• bipolar disorder;
  • cortisol;
  • cortisol waking response;
  • depression;
  • family studies;
  • glucocorticoids

Objectives:  It is generally believed that cortisol secretion normalizes during clinical remission in mood disorders. However, this assumption has been challenged by preliminary reports of enhanced cortisol secretion in remitted bipolar patients and in the offspring of bipolar parents. The purpose of this study is to replicate findings of increased cortisol secretion during clinical remission in bipolar patients and in the offspring of bipolar parents, rigorously controlling for known confounders.

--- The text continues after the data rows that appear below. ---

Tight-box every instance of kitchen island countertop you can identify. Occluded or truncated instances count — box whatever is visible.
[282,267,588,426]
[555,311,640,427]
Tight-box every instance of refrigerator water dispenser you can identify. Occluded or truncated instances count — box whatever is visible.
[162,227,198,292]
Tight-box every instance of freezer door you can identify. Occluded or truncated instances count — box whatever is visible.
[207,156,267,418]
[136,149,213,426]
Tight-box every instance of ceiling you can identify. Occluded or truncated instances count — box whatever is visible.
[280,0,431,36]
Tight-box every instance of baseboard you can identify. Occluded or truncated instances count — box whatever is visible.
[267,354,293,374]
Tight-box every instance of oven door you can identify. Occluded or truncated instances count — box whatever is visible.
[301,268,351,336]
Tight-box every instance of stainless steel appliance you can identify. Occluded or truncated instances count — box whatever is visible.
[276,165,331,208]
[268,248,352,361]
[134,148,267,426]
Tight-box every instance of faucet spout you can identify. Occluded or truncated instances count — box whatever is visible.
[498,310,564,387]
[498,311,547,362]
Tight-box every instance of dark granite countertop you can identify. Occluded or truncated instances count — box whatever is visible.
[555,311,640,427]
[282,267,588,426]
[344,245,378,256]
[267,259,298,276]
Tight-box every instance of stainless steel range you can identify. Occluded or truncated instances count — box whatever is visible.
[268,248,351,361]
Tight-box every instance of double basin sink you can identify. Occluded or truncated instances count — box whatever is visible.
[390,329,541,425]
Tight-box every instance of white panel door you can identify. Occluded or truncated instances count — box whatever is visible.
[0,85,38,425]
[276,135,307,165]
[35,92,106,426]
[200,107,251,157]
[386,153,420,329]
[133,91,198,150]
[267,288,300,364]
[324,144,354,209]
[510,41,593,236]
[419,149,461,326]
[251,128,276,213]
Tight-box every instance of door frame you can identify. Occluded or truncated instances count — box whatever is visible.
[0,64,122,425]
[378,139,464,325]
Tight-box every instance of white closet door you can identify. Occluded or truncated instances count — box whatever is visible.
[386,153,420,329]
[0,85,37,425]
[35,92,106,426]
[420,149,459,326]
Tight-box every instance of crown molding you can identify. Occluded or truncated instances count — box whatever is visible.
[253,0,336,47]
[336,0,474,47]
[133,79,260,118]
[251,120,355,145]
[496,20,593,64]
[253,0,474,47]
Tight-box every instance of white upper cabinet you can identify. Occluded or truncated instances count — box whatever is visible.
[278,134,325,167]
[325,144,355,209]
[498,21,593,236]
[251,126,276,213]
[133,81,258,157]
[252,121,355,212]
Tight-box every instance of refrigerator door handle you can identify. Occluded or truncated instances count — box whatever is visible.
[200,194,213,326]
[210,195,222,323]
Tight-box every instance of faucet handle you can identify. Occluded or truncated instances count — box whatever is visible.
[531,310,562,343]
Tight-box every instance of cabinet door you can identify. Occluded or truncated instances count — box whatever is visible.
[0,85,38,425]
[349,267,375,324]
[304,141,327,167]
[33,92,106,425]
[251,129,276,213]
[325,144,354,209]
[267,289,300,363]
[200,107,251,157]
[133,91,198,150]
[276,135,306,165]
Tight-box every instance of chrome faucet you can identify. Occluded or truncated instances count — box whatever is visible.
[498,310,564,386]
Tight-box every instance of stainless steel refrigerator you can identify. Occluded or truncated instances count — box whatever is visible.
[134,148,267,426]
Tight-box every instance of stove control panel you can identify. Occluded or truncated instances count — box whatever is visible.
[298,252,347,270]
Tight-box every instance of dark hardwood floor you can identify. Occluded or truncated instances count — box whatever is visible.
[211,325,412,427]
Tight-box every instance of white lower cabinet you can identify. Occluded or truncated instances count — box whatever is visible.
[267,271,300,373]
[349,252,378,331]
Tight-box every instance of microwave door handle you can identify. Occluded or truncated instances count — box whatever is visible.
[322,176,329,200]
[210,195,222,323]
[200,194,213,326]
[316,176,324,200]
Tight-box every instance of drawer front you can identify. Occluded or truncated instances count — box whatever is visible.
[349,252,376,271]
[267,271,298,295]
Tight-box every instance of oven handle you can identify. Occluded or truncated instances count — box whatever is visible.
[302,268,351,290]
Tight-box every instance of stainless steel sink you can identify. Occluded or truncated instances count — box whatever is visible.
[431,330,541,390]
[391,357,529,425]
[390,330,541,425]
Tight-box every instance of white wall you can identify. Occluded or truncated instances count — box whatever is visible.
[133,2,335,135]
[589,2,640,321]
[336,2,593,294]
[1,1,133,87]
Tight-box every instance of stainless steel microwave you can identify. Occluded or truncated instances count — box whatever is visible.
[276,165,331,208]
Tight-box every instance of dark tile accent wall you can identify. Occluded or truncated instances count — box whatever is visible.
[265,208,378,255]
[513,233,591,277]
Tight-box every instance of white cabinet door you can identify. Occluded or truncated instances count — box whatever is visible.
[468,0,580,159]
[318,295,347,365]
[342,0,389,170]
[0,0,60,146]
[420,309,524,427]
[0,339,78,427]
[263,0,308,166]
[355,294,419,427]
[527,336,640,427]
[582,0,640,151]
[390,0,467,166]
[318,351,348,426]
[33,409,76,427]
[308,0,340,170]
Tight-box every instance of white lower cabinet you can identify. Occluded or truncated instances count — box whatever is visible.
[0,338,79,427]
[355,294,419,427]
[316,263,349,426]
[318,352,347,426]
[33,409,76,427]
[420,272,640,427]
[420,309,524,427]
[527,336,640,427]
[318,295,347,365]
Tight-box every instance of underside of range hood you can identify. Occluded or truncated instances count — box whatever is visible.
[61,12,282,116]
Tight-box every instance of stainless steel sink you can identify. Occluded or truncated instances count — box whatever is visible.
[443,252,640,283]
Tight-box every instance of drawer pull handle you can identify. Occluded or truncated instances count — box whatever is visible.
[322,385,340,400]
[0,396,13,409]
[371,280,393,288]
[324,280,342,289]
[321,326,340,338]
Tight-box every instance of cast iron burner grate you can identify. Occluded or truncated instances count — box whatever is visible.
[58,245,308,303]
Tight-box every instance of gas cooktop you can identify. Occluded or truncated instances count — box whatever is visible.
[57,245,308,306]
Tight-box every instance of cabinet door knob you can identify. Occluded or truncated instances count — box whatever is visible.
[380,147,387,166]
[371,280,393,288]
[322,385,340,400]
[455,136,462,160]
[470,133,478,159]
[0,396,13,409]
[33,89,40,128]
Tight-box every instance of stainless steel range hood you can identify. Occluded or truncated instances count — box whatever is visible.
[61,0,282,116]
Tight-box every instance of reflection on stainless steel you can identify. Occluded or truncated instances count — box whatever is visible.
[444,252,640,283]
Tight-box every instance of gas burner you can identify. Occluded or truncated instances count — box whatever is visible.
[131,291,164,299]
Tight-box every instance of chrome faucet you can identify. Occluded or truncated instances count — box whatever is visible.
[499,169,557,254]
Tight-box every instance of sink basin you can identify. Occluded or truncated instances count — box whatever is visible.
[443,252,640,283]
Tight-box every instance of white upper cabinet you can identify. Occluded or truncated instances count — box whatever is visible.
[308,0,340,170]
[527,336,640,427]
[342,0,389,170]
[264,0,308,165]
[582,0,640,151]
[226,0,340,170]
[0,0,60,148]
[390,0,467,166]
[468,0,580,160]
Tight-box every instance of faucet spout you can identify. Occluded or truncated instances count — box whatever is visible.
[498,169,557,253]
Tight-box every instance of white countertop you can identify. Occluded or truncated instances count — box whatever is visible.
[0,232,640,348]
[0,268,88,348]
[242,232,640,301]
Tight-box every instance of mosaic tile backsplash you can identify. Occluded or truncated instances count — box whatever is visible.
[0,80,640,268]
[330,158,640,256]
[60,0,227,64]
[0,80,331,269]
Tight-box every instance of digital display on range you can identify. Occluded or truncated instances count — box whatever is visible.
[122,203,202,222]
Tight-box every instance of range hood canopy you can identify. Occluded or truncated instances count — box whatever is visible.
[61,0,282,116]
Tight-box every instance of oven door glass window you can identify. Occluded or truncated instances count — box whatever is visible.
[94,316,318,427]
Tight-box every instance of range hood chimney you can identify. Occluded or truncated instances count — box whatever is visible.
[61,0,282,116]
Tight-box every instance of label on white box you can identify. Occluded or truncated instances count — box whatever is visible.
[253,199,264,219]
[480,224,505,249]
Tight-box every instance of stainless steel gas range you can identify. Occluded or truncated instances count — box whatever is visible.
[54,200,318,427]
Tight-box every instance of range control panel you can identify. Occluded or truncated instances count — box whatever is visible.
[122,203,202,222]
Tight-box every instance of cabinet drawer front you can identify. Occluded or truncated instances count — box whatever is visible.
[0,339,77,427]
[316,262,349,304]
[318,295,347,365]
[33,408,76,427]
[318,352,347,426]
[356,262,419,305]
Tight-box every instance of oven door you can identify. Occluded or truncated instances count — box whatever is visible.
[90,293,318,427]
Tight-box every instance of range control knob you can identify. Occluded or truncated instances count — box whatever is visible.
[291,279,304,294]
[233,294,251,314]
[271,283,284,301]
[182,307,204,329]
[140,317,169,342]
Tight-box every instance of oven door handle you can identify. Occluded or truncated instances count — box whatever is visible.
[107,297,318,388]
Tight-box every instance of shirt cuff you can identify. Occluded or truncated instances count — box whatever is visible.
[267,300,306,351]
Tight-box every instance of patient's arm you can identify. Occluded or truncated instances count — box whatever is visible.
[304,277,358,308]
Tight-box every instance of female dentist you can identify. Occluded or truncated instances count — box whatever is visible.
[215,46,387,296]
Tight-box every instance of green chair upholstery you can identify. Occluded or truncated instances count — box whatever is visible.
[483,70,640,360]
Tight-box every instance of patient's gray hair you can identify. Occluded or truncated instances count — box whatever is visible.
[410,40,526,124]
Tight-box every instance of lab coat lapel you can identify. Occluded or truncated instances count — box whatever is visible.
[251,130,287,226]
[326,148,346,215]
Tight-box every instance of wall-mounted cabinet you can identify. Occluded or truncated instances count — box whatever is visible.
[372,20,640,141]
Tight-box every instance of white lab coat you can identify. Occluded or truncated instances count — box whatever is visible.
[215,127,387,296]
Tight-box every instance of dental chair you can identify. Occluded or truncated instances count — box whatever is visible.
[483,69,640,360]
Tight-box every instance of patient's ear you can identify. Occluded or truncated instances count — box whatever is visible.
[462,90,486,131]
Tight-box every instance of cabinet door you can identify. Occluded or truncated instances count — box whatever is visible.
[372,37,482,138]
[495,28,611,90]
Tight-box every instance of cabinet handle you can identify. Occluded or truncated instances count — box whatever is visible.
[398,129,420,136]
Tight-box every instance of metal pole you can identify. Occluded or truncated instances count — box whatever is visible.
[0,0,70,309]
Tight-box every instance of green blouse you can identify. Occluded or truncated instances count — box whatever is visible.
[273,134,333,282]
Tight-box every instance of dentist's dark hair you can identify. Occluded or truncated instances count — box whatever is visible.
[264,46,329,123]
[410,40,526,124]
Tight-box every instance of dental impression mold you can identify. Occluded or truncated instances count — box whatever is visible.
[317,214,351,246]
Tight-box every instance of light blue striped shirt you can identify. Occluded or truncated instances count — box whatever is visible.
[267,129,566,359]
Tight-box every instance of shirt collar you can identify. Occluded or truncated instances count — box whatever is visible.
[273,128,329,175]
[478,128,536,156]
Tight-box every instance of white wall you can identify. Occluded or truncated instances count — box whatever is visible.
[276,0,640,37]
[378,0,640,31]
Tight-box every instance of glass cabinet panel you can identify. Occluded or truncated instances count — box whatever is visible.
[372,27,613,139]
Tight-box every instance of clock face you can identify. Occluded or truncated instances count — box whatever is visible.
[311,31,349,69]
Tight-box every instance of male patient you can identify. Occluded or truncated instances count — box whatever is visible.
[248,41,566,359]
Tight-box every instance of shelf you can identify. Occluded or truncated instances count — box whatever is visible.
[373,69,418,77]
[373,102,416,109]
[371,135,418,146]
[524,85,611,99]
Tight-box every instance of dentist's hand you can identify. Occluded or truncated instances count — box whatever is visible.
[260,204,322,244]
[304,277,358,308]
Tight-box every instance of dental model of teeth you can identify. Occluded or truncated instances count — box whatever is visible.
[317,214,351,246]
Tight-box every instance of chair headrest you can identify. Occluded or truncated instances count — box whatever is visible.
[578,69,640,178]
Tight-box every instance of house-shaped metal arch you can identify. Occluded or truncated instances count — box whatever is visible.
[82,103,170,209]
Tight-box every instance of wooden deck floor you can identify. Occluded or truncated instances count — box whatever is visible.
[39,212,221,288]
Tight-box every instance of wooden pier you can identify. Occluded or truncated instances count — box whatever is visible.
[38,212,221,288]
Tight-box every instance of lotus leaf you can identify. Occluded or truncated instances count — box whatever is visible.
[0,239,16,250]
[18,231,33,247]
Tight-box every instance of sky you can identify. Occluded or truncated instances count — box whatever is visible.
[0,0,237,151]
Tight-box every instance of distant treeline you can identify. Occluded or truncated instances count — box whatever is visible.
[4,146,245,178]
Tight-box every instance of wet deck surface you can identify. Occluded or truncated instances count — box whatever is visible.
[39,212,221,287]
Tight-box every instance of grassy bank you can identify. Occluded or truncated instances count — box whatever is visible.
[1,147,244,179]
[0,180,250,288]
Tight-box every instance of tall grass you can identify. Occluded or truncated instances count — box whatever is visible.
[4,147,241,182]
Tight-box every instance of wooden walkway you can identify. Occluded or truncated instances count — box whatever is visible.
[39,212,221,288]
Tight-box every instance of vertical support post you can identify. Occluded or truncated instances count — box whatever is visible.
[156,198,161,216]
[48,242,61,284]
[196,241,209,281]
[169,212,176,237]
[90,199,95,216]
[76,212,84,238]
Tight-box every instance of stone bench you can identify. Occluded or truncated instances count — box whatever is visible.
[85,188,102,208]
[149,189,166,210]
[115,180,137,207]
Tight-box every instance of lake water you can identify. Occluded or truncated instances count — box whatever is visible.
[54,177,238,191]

Methods:  We conducted intensive cortisol sampling (six samples per day for three test days, on three consecutive weekends) on 15 bipolar type I and type II patients and 28 unrelated offspring of bipolar parents. Offspring had a history of unipolar depression. Participation was restricted to cases in complete sustained remission. Controls were matched as closely as possible for age, sex, and education. Mood and sleep measures were recorded on each sampling day.

Results:  In total, 743 samples were collected from the patient group and 576 from controls. Correcting for repeat measures, there was no statistically significant difference in cortisol secretion at any sampling time between remitted bipolar patients, remitted offspring of bipolar parents, and normal controls. The cortisol waking response did not differ between patients and controls. Covariates, including sex, age, Beck depression score and hours of sleep, were not statistically significant.

Conclusions:  Our observations are consistent with the view that complete sustained clinical remission is associated with normal salivary cortisol levels throughout the day. A personal or family history of bipolar disorder per se does not appear to confer added risk for increased salivary cortisol secretion during sustained clinical remission.